IBM has unearthed plans for new generative AI foundation models and enhancements coming to watsonx – its AI and data platform that helps enterprises scale and utilize AI.
The enhancements include a technical preview for watsonx.governance, new generative AI data services coming to watsonx.data and the planned integration of watsonx.ai foundation models across select software and infrastructure products.
The new IBM and third-party generative AI models coming to watsonx.ai feature Granite series models. The models use “Decoder” architecture, which enables large language models (LLM) to predict the next word in a sequence. In addition, it can support enterprise NLP tasks like summarization, content generation and insight extraction.
IBM is also now offering Meta’s Llama 2-chat 70 billion parameter model and the StarCoder LLM for code generation in watsonx.ai on IBM Cloud.

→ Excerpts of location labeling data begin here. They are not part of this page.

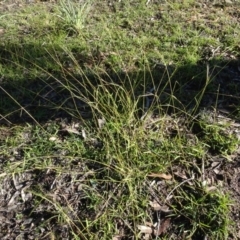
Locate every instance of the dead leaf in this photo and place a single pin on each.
(165, 223)
(117, 237)
(157, 207)
(101, 122)
(145, 229)
(181, 175)
(160, 175)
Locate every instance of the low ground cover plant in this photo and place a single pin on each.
(119, 120)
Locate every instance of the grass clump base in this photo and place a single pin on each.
(109, 133)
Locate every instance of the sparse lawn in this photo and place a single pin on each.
(119, 120)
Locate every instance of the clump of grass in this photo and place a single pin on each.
(74, 15)
(138, 126)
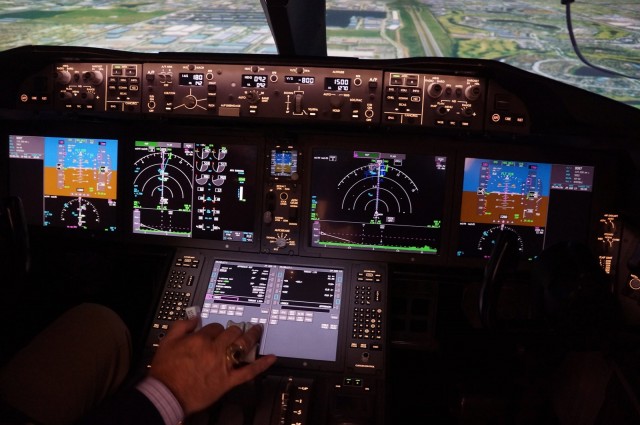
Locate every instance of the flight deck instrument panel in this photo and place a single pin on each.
(371, 96)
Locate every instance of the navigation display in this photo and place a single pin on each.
(194, 190)
(65, 182)
(537, 201)
(378, 201)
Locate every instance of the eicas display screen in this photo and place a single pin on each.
(194, 190)
(380, 201)
(539, 202)
(65, 182)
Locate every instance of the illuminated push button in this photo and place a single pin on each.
(634, 283)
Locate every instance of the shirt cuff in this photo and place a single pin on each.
(163, 399)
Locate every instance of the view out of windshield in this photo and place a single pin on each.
(529, 34)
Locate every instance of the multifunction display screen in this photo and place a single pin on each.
(378, 201)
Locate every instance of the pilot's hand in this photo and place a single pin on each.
(200, 367)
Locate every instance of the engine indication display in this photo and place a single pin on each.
(377, 201)
(194, 190)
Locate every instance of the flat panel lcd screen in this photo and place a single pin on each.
(194, 190)
(378, 201)
(65, 182)
(540, 202)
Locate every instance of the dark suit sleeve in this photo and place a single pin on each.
(129, 407)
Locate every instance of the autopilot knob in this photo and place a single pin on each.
(93, 77)
(63, 77)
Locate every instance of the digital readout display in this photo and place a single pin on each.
(255, 81)
(337, 84)
(299, 79)
(191, 79)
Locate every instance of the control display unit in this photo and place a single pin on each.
(287, 300)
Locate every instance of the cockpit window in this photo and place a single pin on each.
(591, 44)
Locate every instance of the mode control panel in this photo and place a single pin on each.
(97, 87)
(433, 100)
(265, 91)
(296, 93)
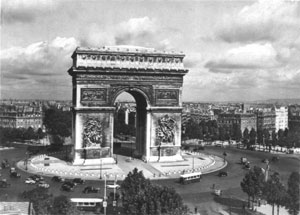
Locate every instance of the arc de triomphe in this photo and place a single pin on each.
(155, 81)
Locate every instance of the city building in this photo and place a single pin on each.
(294, 117)
(242, 120)
(281, 118)
(16, 208)
(21, 116)
(266, 120)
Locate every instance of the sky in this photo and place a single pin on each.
(235, 50)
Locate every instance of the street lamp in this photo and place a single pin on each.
(224, 154)
(193, 162)
(100, 168)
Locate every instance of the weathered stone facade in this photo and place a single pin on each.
(266, 120)
(153, 78)
(243, 121)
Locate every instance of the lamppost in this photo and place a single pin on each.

The watsonx platform will see new capabilities being introduced with IBM’s release of the first iteration of its Tuning Studio in Q3. This capability will include prompt tuning – a low-cost way for users to adapt foundation models to their downstream tasks with their own enterprise data.
As part of the launch, IBM has introduced a synthetic data generator to assist users in creating artificial tabular data sets from custom data schemas or internal data sets.
IBM will look to implement watsonx.ai generative AI capabilities into watsonx.data to enable users to discover, augment, visualize and refine data for AI through a self-service experience. It also plans to integrate a vector database capability into watsonx.data to support watsonx.ai retrieval augmented generation use cases.
Dinesh Nirmal, senior vice president, products, IBM Software, said: “As demonstrated by the ongoing rollout of the watsonx platform within just a few months since launch, we are here to support clients through the entire AI lifecycle. As a transformation partner, IBM is collaborating with clients to help them scale AI in a trustworthy way – from helping to institute foundational elements of their data strategies to tuning models for their specific business uses cases to helping them govern models beyond that.”